What will China do when Argentina defaults on its debt again and this time much of it is owed to China?

Sieze ports and railroads and other important infastructure? Isn't that their MO?

Argentina has very limited credibility to offer concessions to anyone. Even its people have lost faith, e.g. in its currency. It is a worthless sinkhole for development aid, taking billions from the IMF and refusing to implement reforms:

“In the last few times that the fund has been involved in Argentina, it has always tried to push some of the reform agenda Argentina needs, but that has always failed,” Monica de Bolle, a senior fellow at the Peterson Institute for International Economics, said during an interview with Marketplace’s Sabri Ben-Achour. “That story has just been repeating itself over and over and over again. It’s like a ‘Groundhog Day’ type of thing.”

https://www.marketplace.org/2023/06/02/how-argentinas-economy-crumbled/

For almost 100 years, Argentina has moved between left-wing populist stupidity and right-wing populist incompetence. China can act as a predatory lender, and like other predatory lenders, take advantage of their borrowers' lack of alternatives. The only sensible reason for China to invest in Argentina is to milk Argentina's geographic and political (UN vote etc.) resources dry.

I've had a sort of secondary theory about the Argentinian economy for a while that he seems to agree with, that Argentinians are so traumatized by past crises that they'll bank run at the slightest sign things are weakening, making their currency way more fragile to any shock than a normal county's would be. Macri did implement reforms after all, he cut quotas, tariffs, currency controls, FDI restrictions, price controls, and subsidies, and things did get better for a while, then everyone freaked out the moment the US raised interest rates and things deteriorated again.

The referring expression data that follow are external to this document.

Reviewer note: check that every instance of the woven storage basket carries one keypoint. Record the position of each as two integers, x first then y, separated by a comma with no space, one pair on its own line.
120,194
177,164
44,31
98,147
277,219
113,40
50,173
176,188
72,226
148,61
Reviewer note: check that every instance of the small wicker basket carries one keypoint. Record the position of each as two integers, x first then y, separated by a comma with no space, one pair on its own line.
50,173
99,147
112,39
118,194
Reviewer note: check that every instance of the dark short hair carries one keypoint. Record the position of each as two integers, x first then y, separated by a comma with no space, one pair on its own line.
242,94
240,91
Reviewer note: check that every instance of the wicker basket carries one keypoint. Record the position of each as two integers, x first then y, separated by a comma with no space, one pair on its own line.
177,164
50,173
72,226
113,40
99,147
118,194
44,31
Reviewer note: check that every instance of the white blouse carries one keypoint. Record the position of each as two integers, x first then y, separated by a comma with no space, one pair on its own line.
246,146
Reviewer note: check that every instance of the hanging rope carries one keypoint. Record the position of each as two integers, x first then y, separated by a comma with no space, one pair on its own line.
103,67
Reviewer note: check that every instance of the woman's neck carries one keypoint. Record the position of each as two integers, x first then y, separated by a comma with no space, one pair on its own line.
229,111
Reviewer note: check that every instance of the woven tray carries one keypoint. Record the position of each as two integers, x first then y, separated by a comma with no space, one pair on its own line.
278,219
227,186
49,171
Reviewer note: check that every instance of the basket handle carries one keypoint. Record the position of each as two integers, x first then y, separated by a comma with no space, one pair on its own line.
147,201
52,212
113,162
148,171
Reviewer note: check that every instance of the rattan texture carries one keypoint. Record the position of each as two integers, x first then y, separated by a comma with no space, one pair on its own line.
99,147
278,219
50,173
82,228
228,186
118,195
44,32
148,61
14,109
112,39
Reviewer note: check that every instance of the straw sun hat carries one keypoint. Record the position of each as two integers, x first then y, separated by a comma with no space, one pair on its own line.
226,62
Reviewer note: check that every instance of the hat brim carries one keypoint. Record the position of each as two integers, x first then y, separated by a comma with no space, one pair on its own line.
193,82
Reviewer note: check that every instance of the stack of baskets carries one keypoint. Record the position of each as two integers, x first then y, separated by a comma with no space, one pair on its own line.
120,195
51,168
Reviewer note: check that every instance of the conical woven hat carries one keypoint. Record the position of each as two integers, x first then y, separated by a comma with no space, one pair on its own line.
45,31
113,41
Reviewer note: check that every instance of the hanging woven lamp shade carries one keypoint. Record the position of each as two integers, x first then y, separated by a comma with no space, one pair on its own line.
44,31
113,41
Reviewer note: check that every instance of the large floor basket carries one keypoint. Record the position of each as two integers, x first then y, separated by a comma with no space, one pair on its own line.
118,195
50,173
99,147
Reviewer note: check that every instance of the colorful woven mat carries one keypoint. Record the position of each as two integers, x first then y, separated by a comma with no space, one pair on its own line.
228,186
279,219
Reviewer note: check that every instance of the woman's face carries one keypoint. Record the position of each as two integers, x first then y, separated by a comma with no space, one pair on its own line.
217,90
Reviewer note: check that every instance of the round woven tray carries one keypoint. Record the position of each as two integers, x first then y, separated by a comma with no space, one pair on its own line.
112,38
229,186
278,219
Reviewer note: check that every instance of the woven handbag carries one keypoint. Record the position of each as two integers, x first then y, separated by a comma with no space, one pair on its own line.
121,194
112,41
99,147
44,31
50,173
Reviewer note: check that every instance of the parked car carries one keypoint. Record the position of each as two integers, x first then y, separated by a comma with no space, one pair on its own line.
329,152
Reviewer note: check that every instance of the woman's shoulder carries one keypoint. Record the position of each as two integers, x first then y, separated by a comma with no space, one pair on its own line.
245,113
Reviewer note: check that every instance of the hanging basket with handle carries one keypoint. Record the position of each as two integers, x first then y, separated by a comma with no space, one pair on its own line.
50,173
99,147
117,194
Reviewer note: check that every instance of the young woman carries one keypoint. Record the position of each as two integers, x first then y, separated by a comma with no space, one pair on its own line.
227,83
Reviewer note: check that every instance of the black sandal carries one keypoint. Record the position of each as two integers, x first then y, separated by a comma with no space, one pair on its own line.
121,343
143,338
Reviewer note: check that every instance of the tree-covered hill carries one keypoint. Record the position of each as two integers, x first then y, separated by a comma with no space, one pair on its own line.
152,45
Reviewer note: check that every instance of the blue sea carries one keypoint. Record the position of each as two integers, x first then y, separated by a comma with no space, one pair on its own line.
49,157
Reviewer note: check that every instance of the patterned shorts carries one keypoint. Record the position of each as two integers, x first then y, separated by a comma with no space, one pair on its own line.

He implemented some reforms, but the overall situation was still awful in 2016-2017: https://en.wikipedia.org/wiki/Economy_of_Argentina#Data

Also, the inflation target was raised by 5%: https://en.wikipedia.org/wiki/28D

I think you slightly underplay the signs of modest recovery before the Crisis of 2018 - GDP per capita and growth improved in 2017, the default ended, access to international capital markets was restored, and poverty rates started to fall again to their lowest levels since the 90s. This was enough of a clear improvement that it helped Cambiemos sweep the 2017 elections.

But I don't disagree, that's really the exact point I'm making - Marci actually did implement pretty wide ranging reforms and was barely able to dent their overall endemic instability. His administration's weak point was obviously siding with the Treasury over the Central Bank on inflation, but Frente de Todos is hitting it with 97% interest rates currently and it's still not making a difference.

After the U.S. experience during the Great Depression, and after inflation and rising interest rates in the 1970s and disinflation and falling interest rates in the 1980s, I thought the fallacy of identifying tight money with high interest rates and easy money with low interest rates was dead. Apparently, old fallacies never die. - Milton Friedman.

“Alan Greenspan's great achievement is to have demonstrated that it is possible to maintain stable prices" - Milton Friedman, later in life

It is of course true that inflation is larger and more complex than interest rates alone, but Argentina also raised reserve requirements, implemented currency controls, and are taking steps to reduce the money stock. They're doing this badly (ie via sterilization because they're too iliquid for normal open market operations) but my point isn't that they're doing a good job addressing the crisis, just that the Central Bank is implementing the policy their predecessors were criticized for not using.

As an aside, doesn't Friedman's own argument about the 70s only makes sense if you expect inflation to respond immediately to raising rates, which he didn't? The outcome is consistent if you expect there to be lags.